Now print out significant coefficients. 

In [None]:
# Print out the coefficient if it was included in the final model
# ... or if it was significant in the bootstrap.
print('--- Terms in final model, and significant ---')
for item in allCols:
    if (item[0] != 0) and ((item[1] > 0) or (item[2] < 0)):
        print('Coeff: %+.3f [%+.3f, %+.3f] %s  ' % item)
print('--- Terms in final model, and NOT significant ---')
for item in allCols:
    if (item[0] != 0) and ~((item[1] > 0) or (item[2] < 0)):
        print('Coeff: %+.3f [%+.3f, %+.3f] %s  ' % item)
print('--- Terms NOT in final model, and significant ---')
for item in allCols:
    if (item[0] == 0) and ((item[1] > 0) or (item[2] < 0)):
        print('Coeff: %+.3f [%+.3f, %+.3f] %s  ' % item)
print('--- Terms NOT in final model, and NOT significant ---')
for item in allCols:
    if (item[0] == 0) and ~((item[1] > 0) or (item[2] < 0)):
        print('Coeff: %+.3f [%+.3f, %+.3f] %s  ' % item)
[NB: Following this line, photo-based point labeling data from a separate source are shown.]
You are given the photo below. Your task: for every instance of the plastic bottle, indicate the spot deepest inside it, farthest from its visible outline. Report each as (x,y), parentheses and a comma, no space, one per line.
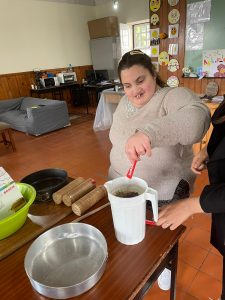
(70,68)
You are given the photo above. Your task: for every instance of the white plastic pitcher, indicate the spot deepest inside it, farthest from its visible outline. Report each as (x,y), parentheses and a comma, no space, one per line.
(129,214)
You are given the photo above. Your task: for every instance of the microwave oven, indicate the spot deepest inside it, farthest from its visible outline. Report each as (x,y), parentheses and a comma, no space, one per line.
(67,77)
(49,82)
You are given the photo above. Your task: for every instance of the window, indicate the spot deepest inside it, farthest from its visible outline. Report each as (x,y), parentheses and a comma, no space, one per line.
(135,36)
(141,37)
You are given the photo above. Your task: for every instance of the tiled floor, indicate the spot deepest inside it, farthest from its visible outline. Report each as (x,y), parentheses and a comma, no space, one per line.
(83,152)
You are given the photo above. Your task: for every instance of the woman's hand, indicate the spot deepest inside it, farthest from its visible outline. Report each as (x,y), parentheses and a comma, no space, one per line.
(138,144)
(175,214)
(199,161)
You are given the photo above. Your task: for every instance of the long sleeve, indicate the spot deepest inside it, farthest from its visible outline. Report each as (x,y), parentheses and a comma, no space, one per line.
(185,122)
(212,199)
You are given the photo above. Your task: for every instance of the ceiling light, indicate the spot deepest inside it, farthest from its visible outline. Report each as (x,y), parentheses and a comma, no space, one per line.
(115,4)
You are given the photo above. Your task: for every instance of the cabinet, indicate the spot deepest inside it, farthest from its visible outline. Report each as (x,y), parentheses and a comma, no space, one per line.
(204,141)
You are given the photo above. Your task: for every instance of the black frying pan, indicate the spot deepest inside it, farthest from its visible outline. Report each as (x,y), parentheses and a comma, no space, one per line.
(46,182)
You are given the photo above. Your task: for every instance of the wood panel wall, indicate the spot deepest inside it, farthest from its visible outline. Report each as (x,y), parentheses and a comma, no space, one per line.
(198,86)
(19,84)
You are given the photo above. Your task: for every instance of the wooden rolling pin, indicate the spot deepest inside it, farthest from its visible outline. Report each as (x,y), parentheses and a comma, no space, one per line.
(73,195)
(87,201)
(58,195)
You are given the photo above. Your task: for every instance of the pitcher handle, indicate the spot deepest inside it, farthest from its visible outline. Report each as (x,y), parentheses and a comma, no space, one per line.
(152,195)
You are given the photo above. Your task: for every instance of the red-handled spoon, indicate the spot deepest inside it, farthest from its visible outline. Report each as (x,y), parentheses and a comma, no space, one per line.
(148,222)
(131,170)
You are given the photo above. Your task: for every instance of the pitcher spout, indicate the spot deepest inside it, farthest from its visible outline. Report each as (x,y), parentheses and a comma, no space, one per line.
(107,185)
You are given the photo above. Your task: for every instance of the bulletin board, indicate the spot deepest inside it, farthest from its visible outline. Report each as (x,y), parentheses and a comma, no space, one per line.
(213,37)
(213,62)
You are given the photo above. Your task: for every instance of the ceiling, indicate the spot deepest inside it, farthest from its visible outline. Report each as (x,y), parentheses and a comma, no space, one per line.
(82,2)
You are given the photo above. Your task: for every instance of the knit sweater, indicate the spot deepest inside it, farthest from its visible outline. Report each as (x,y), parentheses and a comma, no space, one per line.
(174,119)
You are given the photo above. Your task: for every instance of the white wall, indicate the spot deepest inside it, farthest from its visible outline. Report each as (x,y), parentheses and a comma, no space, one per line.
(42,34)
(129,11)
(49,34)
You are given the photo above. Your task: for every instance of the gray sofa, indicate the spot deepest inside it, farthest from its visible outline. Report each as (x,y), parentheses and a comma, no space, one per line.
(34,115)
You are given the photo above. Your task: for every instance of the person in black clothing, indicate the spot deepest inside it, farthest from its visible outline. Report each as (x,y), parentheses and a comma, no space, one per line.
(212,198)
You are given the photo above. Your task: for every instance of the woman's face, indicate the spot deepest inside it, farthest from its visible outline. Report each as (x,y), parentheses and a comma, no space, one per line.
(139,85)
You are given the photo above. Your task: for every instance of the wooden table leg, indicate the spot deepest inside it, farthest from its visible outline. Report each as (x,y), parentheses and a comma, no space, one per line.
(174,258)
(11,138)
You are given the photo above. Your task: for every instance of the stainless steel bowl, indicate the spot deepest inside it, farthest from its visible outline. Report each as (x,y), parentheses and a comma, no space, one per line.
(66,260)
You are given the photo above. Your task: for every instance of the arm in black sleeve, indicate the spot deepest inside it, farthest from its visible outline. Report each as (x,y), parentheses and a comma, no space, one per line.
(212,199)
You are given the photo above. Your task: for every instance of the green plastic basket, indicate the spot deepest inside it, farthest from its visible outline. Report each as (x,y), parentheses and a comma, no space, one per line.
(13,222)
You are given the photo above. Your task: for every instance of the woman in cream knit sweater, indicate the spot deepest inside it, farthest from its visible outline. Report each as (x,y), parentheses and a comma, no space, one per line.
(156,125)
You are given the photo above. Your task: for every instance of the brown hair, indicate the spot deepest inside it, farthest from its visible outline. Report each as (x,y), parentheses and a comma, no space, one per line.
(219,114)
(137,57)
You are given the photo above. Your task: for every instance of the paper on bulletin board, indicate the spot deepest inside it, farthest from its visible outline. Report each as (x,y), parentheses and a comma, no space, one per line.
(214,62)
(194,36)
(198,12)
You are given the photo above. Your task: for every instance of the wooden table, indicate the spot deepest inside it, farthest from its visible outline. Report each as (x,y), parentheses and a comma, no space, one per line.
(56,91)
(129,272)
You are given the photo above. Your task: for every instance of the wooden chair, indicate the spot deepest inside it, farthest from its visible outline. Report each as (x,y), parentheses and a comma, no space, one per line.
(7,136)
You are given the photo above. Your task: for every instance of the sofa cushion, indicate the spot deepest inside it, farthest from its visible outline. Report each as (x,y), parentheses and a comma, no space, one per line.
(16,118)
(31,102)
(10,104)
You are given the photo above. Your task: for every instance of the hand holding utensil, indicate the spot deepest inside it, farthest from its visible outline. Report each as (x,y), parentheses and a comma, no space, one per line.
(131,170)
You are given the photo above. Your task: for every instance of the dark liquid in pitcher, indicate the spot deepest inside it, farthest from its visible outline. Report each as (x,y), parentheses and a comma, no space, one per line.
(126,194)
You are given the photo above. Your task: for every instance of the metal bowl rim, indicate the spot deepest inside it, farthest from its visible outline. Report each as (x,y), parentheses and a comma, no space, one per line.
(101,268)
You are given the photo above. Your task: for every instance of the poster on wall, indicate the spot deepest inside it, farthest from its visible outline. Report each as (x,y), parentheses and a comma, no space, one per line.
(213,62)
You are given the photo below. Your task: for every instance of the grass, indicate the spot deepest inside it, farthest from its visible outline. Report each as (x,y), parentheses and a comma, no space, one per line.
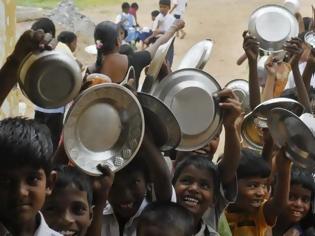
(79,3)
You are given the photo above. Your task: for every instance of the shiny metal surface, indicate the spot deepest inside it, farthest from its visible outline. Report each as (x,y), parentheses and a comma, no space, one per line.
(105,125)
(288,130)
(189,93)
(272,25)
(251,133)
(263,109)
(197,56)
(50,79)
(241,89)
(161,121)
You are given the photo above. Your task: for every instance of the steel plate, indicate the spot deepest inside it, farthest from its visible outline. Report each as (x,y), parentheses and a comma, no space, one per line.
(105,125)
(189,93)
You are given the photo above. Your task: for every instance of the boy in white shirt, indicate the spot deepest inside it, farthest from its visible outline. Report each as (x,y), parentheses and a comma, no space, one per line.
(178,10)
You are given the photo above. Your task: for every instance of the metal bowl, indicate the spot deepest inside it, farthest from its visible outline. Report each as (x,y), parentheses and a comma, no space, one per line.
(261,112)
(105,125)
(272,25)
(251,133)
(197,56)
(50,79)
(162,122)
(241,89)
(189,94)
(288,130)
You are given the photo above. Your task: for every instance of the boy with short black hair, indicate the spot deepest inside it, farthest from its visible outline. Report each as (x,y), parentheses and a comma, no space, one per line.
(165,218)
(25,177)
(252,213)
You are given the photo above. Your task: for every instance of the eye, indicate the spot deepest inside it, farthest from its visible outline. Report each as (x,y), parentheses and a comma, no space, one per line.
(79,208)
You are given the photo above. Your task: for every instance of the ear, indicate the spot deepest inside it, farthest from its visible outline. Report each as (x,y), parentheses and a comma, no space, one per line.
(51,180)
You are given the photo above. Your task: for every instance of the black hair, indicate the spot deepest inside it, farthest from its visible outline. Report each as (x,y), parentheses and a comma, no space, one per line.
(25,142)
(201,162)
(125,5)
(69,175)
(302,177)
(169,216)
(134,5)
(107,34)
(155,13)
(46,25)
(66,37)
(165,2)
(252,165)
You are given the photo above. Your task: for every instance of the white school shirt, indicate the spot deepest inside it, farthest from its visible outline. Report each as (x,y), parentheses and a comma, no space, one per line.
(110,226)
(42,230)
(180,8)
(291,83)
(163,23)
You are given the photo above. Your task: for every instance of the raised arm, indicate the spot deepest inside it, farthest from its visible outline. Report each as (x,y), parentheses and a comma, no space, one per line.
(28,42)
(294,48)
(177,25)
(231,110)
(278,202)
(251,46)
(159,172)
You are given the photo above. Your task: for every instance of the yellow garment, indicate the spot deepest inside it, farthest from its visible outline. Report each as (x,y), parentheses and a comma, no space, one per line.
(247,224)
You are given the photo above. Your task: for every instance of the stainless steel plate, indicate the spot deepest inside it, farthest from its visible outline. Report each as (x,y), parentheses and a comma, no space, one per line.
(189,95)
(50,79)
(272,25)
(288,129)
(162,122)
(197,56)
(241,89)
(263,109)
(105,125)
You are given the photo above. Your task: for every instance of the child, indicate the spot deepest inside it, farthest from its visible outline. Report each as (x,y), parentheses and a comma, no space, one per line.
(165,218)
(178,9)
(25,177)
(301,197)
(251,214)
(204,188)
(68,210)
(162,24)
(128,195)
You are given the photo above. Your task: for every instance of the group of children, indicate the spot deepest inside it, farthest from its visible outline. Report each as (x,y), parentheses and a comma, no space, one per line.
(246,193)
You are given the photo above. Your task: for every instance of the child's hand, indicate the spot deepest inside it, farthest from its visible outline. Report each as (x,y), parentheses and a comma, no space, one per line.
(231,107)
(32,41)
(295,50)
(251,46)
(102,185)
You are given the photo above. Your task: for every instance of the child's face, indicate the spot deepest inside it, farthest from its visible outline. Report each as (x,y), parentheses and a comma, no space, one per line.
(22,194)
(164,9)
(127,193)
(299,203)
(68,212)
(194,190)
(251,193)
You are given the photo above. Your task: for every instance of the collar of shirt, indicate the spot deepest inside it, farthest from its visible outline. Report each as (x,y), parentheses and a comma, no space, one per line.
(42,230)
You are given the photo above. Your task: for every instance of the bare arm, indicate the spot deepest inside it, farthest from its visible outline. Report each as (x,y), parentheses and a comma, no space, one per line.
(275,205)
(232,147)
(178,24)
(158,170)
(250,46)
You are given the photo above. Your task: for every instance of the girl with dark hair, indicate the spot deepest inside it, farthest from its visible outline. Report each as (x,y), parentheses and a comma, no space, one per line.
(115,65)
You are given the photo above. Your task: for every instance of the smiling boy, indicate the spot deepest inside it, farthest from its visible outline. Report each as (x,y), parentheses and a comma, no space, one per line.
(25,177)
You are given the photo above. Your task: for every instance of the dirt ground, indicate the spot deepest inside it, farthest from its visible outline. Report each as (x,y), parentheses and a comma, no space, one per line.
(220,20)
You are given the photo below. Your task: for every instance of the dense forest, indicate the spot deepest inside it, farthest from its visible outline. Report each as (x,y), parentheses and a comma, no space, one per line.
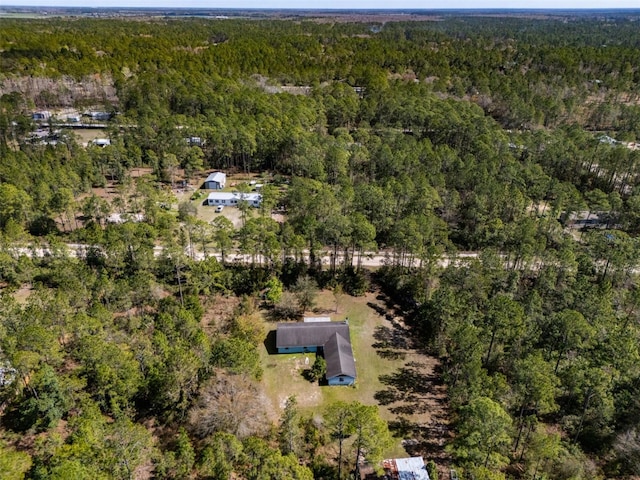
(503,144)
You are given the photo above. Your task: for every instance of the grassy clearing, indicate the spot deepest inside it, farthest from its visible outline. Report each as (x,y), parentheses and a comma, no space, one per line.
(283,373)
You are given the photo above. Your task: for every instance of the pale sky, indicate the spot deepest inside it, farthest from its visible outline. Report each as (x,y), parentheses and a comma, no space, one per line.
(338,4)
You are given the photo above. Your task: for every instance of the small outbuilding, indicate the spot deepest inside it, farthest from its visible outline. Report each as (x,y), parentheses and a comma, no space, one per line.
(232,199)
(412,468)
(332,339)
(215,181)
Plot ROC curves for in-sample training data, and test data. The test data here was not used to fit the model at all, so it should approximate how our model will perform prospectively on new data. Furthermore, if we've done a good job regularizing, the in-sample performance should be pretty close to the test data performance.

In [None]:
# Plot an ROC curve for training
plt.clf
pred_train = swl.predict_proba(X_train)
rocAUC_train = sklm.roc_auc_score(y_train,pred_train)
print('In-sample ROC AUC = %.3f ' % rocAUC_train)
fpr, tpr, _ = sklm.roc_curve(y_train, pred_train)
plt.figure()
plt.plot(fpr,tpr,label='In-sample')

# Plot an ROC curve for test data
pred_test = swl.predict_proba(X_test)
rocAUC_test = sklm.roc_auc_score(y_test,pred_test)
print('Test ROC AUC = %.3f ' % rocAUC_test)
fpr, tpr, _ = sklm.roc_curve(y_test, pred_test)
plt.plot(fpr,tpr,label='Test')

# Format the ROC plot
plt.plot([0, 1], [0, 1], color='k', linestyle=':')
plt.xlim([0.0, 1.0])
plt.ylim([0.0, 1.0])
plt.xlabel('False Positive Rate')
plt.ylabel('True Positive Rate')
plt.gca().set_aspect('equal', adjustable='box')
plt.legend(loc='lower right')
plt.show()

In this case you can see here how poorly this model generalizes to new test data.